Capítulo #3
Las cosas empeoraron aún más. Durante mi último año en el instituto, mi actitud rebelde alcanzó un punto insostenible. Mis notas habían ido de mal en peor durante dos años, más por una cuestión de holgazanería y falta de interés que por inteligencia -o al menos, eso es lo que me gusta creer-, y en varias ocasiones mi padre me había pillado regresando muy tarde y con el aliento apestando a alcohol. Una vez la Policía me acompañó a casa tras una redada en una fiesta de menores en la que hallaron claras pruebas de consumo de drogas y de bebidas alcohólicas, y cuando mi padre me castigó con no salir de mi habitación, me largué a casa de un amigo y me quedé allí un par de semanas después de soltarle, sulfurado, que no se metiera en mis asuntos. Cuando regresé no dijo
nada; en lugar de amonestarme, los huevos revueltos, las tostadas y las lonchas de panceta fritas continuaron apareciendo sobre la mesa cada mañana como de costumbre. Aprobé el curso por los pelos, y sospecho que en el instituto me dieron el aprobado simplemente porque quería perderme de vista. Sé que mi padre estaba preocupado, y algunas veces, en su típica manera apocada, intentaba abordar el tema de la universidad, pero por entonces yo ya había decidido que no iba a seguir estudiando. Quería un trabajo, quería un coche, quería todas esas cosas materiales que me habían sido vedadas durante dieciocho años. No me pronuncié al respecto hasta el verano después de mi graduación, pero cuando él se dió cuenta de que no había rellenado la solicitud de acceso a la universidad, se encerró en su estudio durante el resto de la noche y la mañana siguiente; mientras comíamos los huevos y las lonchas de panceta fritas, no me dirigió la palabra. Ese día, al atardecer, intentó establecer una conversación conmigo sobre monedas, como si intentara aferrarse a la relación que se había enfriado entre nosotros.

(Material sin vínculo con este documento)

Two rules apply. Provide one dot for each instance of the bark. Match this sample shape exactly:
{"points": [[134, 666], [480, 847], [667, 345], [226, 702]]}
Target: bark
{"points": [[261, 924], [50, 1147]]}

-¿Recuerdas cuando fuimos a Atlanta y tú descubriste esa moneda Buffalo que llevábamos tantos años buscando? -empezó a decir-. ¿La que sostenías en la mano cuando nos hicimos la foto juntos? Nunca olvidaré lo contento que estabas. En ese momento me acordé tanto de mi padre y de mí... Sacudí la cabeza. Toda la frustración de la vida de mi padre estaba emergiendo a la superficie.
-¡Estoy harto de oír hablar de monedas! -espeté encolerizado-¡No quiero volver a oír hablar de monedas! ¡Deberías vender esa maldita colección y dedicarte a otra cosa! ¡A cualquier otra cosa!
Mi padre no dijo nada, pero hasta el día de hoy no he logrado olvidar la
profunda tristeza que anegó su expresión cuando se dio la vuelta y se marchó a refugiarse en su estudio, arrastrando los pies. Le hice mucho daño, y a pesar de que me dije que ésa no había sido mi intención, en el fondo sabía que me estaba mintiendo. A partir de esa discusión, mi padre no volvió a sacar a colación el tema de las monedas. Ni yo tampoco. Pasó a ser un tema tabú entre nosotros, y
nos dejó sin nada que decirnos el uno al otro. Unos pocos días más tarde, me fijé en que la única foto en la que aparecíamos los dos juntos ya no descansaba sobre la mesa del escritorio, como si él pensara que la más leve evocación de las monedas pudiera ofenderme. En esos momentos probablemente era así, y ni tan sólo me afectó pensar que quizás había tirado la foto a la basura.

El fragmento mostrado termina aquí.